Ok, so I changed the size of a network on one of my DMZ's. So I remove all the ACL entries and re-paste them with the new subnet mask. Now I can't get to my DNS server (which is in a different DMZ).

Ok, look through my ACLs, make sure the DNS lines are still there, pasted correctly etc. Everything looks ok, so I run packet tracer and it ends with: blocked by access-list .... implicit deny.

Now, my only grudge about packet tracer is that it doesn't list WHICH ACL blocked it, but I'm pretty sure it should only be hitting the one. I try adding a ip any any on the end of the ACL... Still blocked. I try adding an permit ip any DNSIP to line 1 of the acl... Still blocked. Starting to want to pull my hair out, I know it should be hitting this ACL and I have to correct entries!

(Now this dmz is also my wireless network, so I'm doing some troubleshooting on the WLCs and laptops etc. to be sure but I can't imagine it is anything other than that ACL I just changed on the firewall. It had worked after changing the subnet mask on both the interface and nat pool...

So finally, I just sit back and decide to stop doing pipes and look at the entire show run. I crawl through my entire ASA config line by line until at the bottom I notice, the ACL for that dmz isn't applied.... Apparently when you remove all lines of the ACL it removes it from the interface (and fails closed to an implicit deny).

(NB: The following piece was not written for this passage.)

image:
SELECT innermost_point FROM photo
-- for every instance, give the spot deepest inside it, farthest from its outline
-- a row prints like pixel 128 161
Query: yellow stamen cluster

So I re-add the ACL to the Interface and Magically everything is working again!

So - when you remove all lines of an ACL - the ASA also removes the

access-group dmzACL in interface DMZ

command from your running config as well.

Lesson learned!

Thursday, October 14, 2010

ASA 8.3

The new 8.3 ASA code has made some MAJOR configuration changes, particularly concerning natting. Take a peak at http://www.petenetlive.com/KB/Article/0000247.htm
and of course the migration guide: http://www.cisco.com/en/US/docs/security/asa/asa83/upgrading/migrating.html to start seeing what all is changing.

Is there a reason Cisco now has us permit incoming traffic to the inside address rather than the public IP? No more Nat0??? I feel like I am going to need to learn natting all over again.

Friday, October 1, 2010

I love marketing

"Able to transmit the DNA sequence of 56,000 people in a second" - Way to use an analogy that I have no idea how big that is. I suppose DNA sequences are fairly large, but it would just be a text file of info... I suppose I really just have no idea what size this is and whether that is truly fast or just pretty fast.

"Able to move the entire printed library of congress in a second" ... ok, so is that in txt files, pdfs, e-pubs. This one is a little better but once again, it sounds like a good bit but I have no idea how many books that actually is, how many gigs or terabytes you are moving.

322 Terabyte performance - Awww, now there is something I recognize, but of course they aren't going to mention any specifics beyond their biggest number! What exactly is that a measure of? How are you defining "performance"?

Aw well, I suppose if I was a sales guy I might not be able to do much better, it is why marketers should always have a tech with them.